2. H+1

3.2K 247 18
                                    

PAGI yang cerah menyambutku semangat di hari pertamaku tidur di kamar yang bukan kamar berwarna serba gelap lagi. Jika dulu aku suka dengan suasana tenang di bawah sinar remang-remang lampu tidur dan seisi kamar mengundang nyamuk berdatangan sakin warnanya yang harus serba gelap, dinding, kasur, selimut, lemari, gorden, semuanya gelap, hari ini segalanya telah berubah menjadi serba terang.

Dinding, kasur, lemari, segalanya putih, ditambah kaca di belakang gorden sana menambah kesan aesthetic ruangan yang kuhuni sekarang. Kain putihnya kusingkapkan segera mengingat ini sudah sangat pagi, air kolam di bawah sana juga menggiurkan.
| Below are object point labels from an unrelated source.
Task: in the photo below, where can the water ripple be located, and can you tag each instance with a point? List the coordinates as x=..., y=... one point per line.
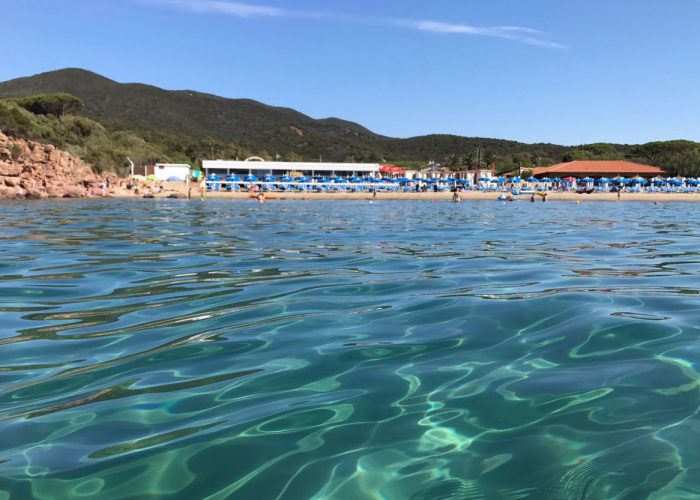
x=349, y=350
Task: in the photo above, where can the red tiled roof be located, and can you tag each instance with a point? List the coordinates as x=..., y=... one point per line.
x=602, y=167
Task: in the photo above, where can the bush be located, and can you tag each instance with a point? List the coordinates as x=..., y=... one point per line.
x=52, y=104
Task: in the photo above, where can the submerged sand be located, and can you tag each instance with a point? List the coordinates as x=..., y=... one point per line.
x=180, y=189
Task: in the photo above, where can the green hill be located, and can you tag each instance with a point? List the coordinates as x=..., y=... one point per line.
x=151, y=124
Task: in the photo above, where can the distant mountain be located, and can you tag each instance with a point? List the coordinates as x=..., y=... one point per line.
x=251, y=124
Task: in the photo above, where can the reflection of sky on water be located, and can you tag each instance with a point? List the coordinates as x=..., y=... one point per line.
x=349, y=350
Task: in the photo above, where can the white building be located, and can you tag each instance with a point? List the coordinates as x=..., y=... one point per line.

Aku harus merasakannya ketika Kak Afif sudah berangkat ke kantor.

Aku bergegas turun dari kamarku segera, menyambangi meja makan yang ternyata sudah siap nasi goreng kecap dengan toping telur mata sapi juga susu putih di sana.
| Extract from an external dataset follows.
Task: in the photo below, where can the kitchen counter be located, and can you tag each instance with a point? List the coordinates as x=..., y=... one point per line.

Heuh! Apakah dia berpikir sedang memperistri anak TK, sampai menunya harus selugu itu?

Oh God.

Tapi ya sudah, tidak masalah, lebih mending aku disiapkan ketimbang tidak sama sekali, segera kulahap tanpa berpikir dua kali. Dia sepertinya sudah di-briefing Umi bahwa anaknya ini setiap pagi harus sarapan sekalipun hanya selapis roti.

“Ekhem!”

Aku tersentak, badanku yang menghadap meja sontak menoleh ke belakang mendengar sekilas suara dekat telingaku. Kukira penghuni rumahnya yang tak kasat mata hendak berkenalan juga denganku, malah yang kulihat adalah sosok yang lebih menyeramkan.

Dia.

Dia dengan kaos hitam ditutup dengan jas kasualnya mengisi penuh penglihatanku yang aneh. Bukan apa-apa, dia bukan aktor muda Korea Selatan loh, apa gayanya tidak bisa menyesuaikan sedikit dengan umurnya? Dia mau ke kantor, bukan mau diwawancarai media Barat. Masa kaosan begitu? Tidak cocok!
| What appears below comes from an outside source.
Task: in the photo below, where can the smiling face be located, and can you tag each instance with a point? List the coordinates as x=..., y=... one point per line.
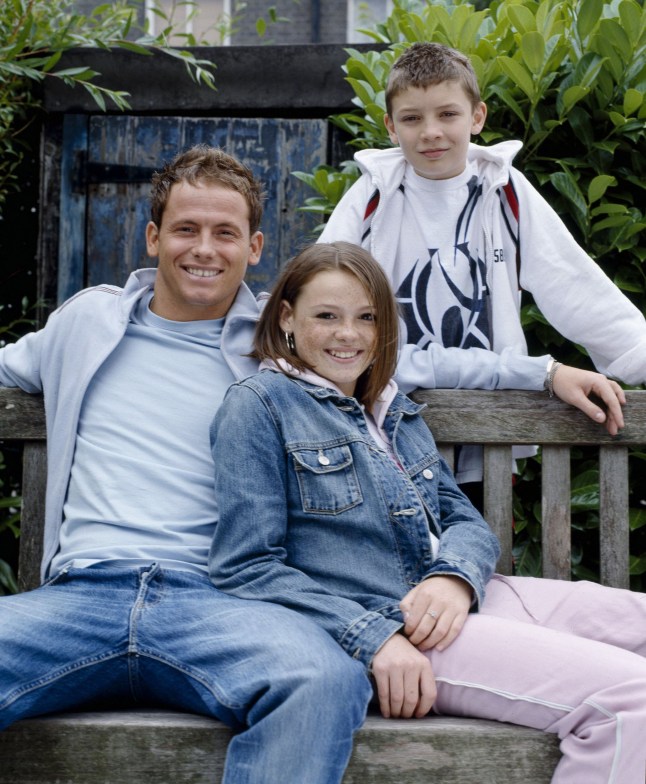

Dia cocoknya pake kemeja, celana kain, dengan dasi panjang mengait di keranya, persis gaya Pak Rudi, kepsek hampir pensiun di sekolahku dulu.

“Seharusnya kamu yang bangun pagi, siapkan saya sarapan. Bukan kamu yang makan sarapan saya,” katanya menohokku.

What? Jadi ini sarapannya?

Haduh Bilah, cerobohmu kenapa tidak ketulungan sih? Paling tidak kamu menumpang tahu diri buat masakan sendiri, bukan malah asal mencomot makanan orang seperti dulu masih jadi anak Umi. Sekarang Umimu tidak tinggal di sini lagi, lelaki itu mana paham bagaimana manjamu ke Umi yang apa-apa mesti tanya Umi. Sarapan tanya Umi, kaos kaki tanya Umi, jajan tanya Umi, semuanya ditanyakan ke Umi!

“Oh ini sarapannya ya? Ma-maaf, saya buatin yang baru deh,” ucapku asal. Sejak kapan aku tahu membuat sarapan?!

“Nggak usah, keburu telat, saya sarapan di kantor aja nanti,”

Heuh, bagus lah! Batinku dalam hati. Aku memang tak ada keahlian dalam dunia dapur, aku mending seharian hidup di depan komputer mengotak sisi lain internet yang tidak diketahui orang banyak, ketimbang terjun memegang spatula macam yang Spongebob lakukan di Crusty Crab. Impianku ingin masuk perusahaan Google, bukan masuk Bikini Bottom!

“Oh iya, tadi saya liat lemari, kok mukena buat kamu masih di sana? Kamu di kamar sholat Subuh, kan?”

Astaghfirullah, la ilaha illallah!

Penyakit apalagi yang kubawa ini?

Naura Sabilah, please, sadarlah. Mau tunggu usia berapa sih kamu tidak akan lupa untuk ibadah satu itu? Percuma Ayah dan Umi mati-matian mengajariku ilmu agama kalau sudah dilepas begini bukannya sudah khatam malah aku tetap saja lupa?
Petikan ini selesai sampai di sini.